As GOP warms to tax revenues, will anyone in Congress stand up for the long-term unemployed?June 21, 2011 - by Donny Shaw
Richard Cohen at Politico has a piece this morning on what is probably the most important trend in Congress right now. According to the article, Republicans, from the leadership down, are warming up to the idea of raising revenue through increasing corporate tax rates and closing loopholes. “The targeting of long-protected tax breaks — for ethanol, research and development, manufacturing and foreign company income — is a sign that key House Republicans are ready to break with the orthodoxy of past tax debates while ditching special interests that have long held sway in tax reform discussions,” Cohen writes.

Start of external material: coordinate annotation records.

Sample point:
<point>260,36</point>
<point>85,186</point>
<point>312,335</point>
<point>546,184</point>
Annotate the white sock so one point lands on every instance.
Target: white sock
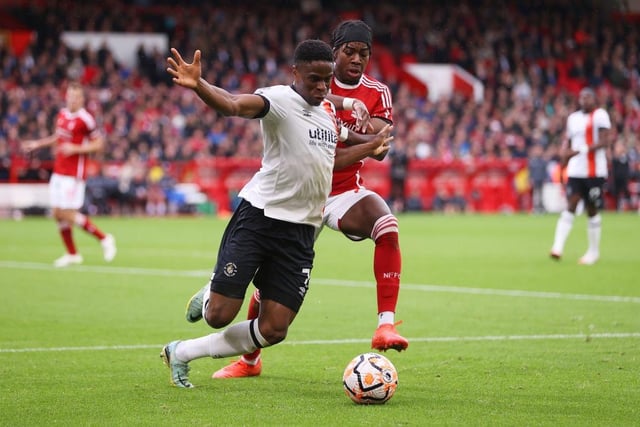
<point>386,317</point>
<point>232,341</point>
<point>563,228</point>
<point>594,230</point>
<point>205,300</point>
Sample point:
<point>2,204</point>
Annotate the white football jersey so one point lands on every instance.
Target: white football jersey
<point>582,131</point>
<point>300,140</point>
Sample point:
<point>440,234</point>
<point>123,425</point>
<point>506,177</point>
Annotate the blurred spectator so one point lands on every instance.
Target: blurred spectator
<point>538,176</point>
<point>620,174</point>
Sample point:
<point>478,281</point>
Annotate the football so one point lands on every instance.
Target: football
<point>370,378</point>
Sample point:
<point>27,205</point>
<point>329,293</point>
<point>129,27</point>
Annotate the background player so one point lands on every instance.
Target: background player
<point>585,148</point>
<point>75,138</point>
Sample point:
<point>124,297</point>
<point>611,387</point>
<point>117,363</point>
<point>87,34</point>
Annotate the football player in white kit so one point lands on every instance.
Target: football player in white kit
<point>585,148</point>
<point>270,238</point>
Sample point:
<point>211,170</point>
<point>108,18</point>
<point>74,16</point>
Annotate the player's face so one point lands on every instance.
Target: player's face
<point>351,59</point>
<point>312,80</point>
<point>75,99</point>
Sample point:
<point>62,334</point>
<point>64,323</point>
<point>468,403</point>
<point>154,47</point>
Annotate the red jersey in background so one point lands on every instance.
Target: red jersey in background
<point>75,128</point>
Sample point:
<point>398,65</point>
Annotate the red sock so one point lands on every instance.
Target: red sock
<point>67,238</point>
<point>86,224</point>
<point>387,263</point>
<point>252,313</point>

It’s not just talk, either. Last week, 67% of Senate Republicans voted in favor of ending tax breaks for the ethanol industry. After the vote, Sen. Tom Coburn [R, OK] declared that the Grover Norquist-led era of Republicans for tax cuts at any expense is over. “Grover’s old news. It doesn’t matter what he says, it doesn’t matter what he wants,” Coburn said. “We’re going to fix the country, and some of that is going to be revenue increases, that’s the only way you’re going to build a compromise and get it signed by this president.”
So what does it mean for the hottest issue among users of OpenCongress — extending unemployment insurance for the very-long-term unemployed who have exhausted all available benefits without finding new work?
Rep. Bobby Scott [D, VA-3] and Rep. Barbara Lee [D, CA-9] have been meeting with Republican leadership about the unemployment legislation and seem to have made some progress by backing off their preference to fund it as emergency spending that directly adds to the deficit and being willing to offset its costs with new revenues or spending cuts. Last year, a staffer for House Speaker Rep. John Boehner [R, OH-8] said that the “Speaker supports unemployment insurance extensions if they are paid for.” With Boehner and the Republicans now open to paying for through rasing revenues through closing corporate tax loopholes, it would appear that a compromise may be in hand.
But will support for the long-term unemployed take preference over other investments? According to a report prepared by the Congressional Budget Office last year, if the goal is to stimulate the economy and create jobs, it should. Of eleven forms of stimulus, including tax cuts and targeted investments, the CBO concluded that unemployment insurance extensions had the greatest potential to increase output, measured as the cumulative effect on gross domestic product for each dollar invested. Over a 5-year budget window, every dollar spent on unemployment benefits could produce as much as $1.90 in output, the CBO found. The reason: “Households receiving unemployment benefits tend to spend the additional benefits quickly, making this option both timely and cost-effective in spurring economic activity and employment.” With sound tax and spending policy, increasing GDP means increasing revenue and reducing deficits.
The CBO was looking specifically at extending benefits beyond the standard 26 weeks. Presumably, the stimulative and potentially revenue-increasing effect of extending unemployment benefits increases the more they are targeted to people who have been out of work longer and are more likely to have to spend it quickly. The CBO also found that unemployment benefits create more jobs than almost any other form of stimulus. Only payroll tax cuts scored better on job-creation in their report, and only if firms taking the tax cuts actually increase employment. All other forms of stimulus — infrastructure investments, one-time payments, state-aid, etc. — scored much lower than extending unemployment.
Theoretically at least, the pieces are falling in place for Congress to simultaneously help the people who have been hit hardest by the economic crisis, stimulate job growth, reduce the deficit, and eliminate tax loopholes that distort the market. So far, however, neither the White House nor leaders in Congress, from either party, have championed this combination of closing corporate tax loopholes to pay for relief for the long-term unemployed. The data clearly shows its potential for broad benefits to the U.S. economy, but Congress seems to have mostly moved on from trying to help the unemployed. Fact is, the lived experience of the governing elite in Washington keeps Congress insulated from the suffering of ordinary Americans. The economy in D.C. is booming, and the social class the vast majority of lawmakers come from has pretty much recovered from any economic discomfort they felt in the recession.